President Obama’s chief of staff quietly joined the group that canvassed the homeless living in San Francisco last Thursday night so the president could hear more about how the city is combating homelessness from a first-hand perspective. The group was part of an effort in cities across the country this month to send out volunteer teams to count their homeless populations as part of the annual Point-in-Time count.
With little fanfare or press attention, Denis McDonough joined Mayor Ed Lee, the city’s Human Services Agency Director Trent Rhorer, West Coast Coordinator for the U.S. Interagency Council on Homelessness Katy Miller, and other volunteers. It was the first time such a high-ranking official from the White House had been part of the city’s count. The group counted 144 people living in eight square blocks within an hour and a half.
“I didn’t know what to expect,” McDonough told SF Gate. “What I see here, what we just walked through, this is a problem. But this is the same sort of challenge we face all over the country.”

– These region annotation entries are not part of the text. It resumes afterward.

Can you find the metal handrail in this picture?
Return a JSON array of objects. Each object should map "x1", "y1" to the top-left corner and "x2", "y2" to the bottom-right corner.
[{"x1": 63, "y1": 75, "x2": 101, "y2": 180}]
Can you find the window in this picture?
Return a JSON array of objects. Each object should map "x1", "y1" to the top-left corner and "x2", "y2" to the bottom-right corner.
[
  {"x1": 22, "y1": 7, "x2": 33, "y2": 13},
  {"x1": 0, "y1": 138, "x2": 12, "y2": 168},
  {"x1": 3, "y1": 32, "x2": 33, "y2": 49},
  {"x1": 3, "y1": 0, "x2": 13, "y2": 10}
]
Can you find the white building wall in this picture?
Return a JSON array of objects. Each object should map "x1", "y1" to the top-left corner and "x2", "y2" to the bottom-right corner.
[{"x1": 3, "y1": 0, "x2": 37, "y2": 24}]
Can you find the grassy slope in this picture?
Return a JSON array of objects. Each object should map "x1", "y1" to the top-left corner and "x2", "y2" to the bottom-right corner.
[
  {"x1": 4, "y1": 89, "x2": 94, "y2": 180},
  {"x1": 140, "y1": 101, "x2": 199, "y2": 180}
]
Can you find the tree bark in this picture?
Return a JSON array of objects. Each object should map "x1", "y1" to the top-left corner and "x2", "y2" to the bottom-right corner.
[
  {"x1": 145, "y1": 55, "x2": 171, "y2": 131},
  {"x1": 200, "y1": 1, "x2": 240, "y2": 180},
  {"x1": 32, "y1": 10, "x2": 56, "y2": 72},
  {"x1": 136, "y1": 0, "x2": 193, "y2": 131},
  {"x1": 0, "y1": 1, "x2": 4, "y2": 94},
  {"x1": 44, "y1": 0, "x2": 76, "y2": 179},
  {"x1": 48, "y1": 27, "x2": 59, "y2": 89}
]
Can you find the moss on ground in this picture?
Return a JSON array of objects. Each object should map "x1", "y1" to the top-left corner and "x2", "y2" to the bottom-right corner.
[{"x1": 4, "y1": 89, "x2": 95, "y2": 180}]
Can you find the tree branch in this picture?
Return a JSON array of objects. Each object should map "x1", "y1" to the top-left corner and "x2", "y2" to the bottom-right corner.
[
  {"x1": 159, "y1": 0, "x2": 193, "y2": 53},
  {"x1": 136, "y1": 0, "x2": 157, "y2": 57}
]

Every year, the Department of Housing and Urban Development recruits volunteers for Point-in-Time counts to get a snapshot of the problem, quantifying the population while asking questions about how long those they find have been homeless, whether they are veterans, if they have medical conditions, and why they are homeless. The answers help determine where progress is being made and where money should be allocated moving forward.
Last year’s count found that there were 578,424 homeless people across the country, a 2 percent decline compared to the year before. A bit over 30 percent of those people go unsheltered.
The government launched Opening Doors in 2010, an initiative with the goal of ending and preventing homelessness among different groups. The plan is to end chronic homelessness and veteran homelessness by the end of this year and end it for families, children, and youth by 2020. The 2014 Point-in-Time count showed a 3 percent drop in chronic homelessness over the year before, an 11 percent drop in veteran homelessness, and a 3 percent decline in family homelessness. But there were still nearly 50,000 homeless vets, more than 84,000 chronically homeless individuals, and 216,000 homeless families.
Efforts to end homelessness could move much faster if there were significantly more money for affordable housing. In 1970, when mass homelessness like we see today wasn’t yet a problem, there was as a surplus of 300,000 affordable housing units. By 2009 there was a 5.5 million shortage. The government just took a tiny step forward on that front by allowing money from Fannie Mae and Freddie Mac, an estimated $325 million in grants, to flow into the National Housing Trust Fund starting in 2016. While the sum is small, it’s the first time money has been put in the fund, which was created in 2008, to help finance the construction of affordable housing.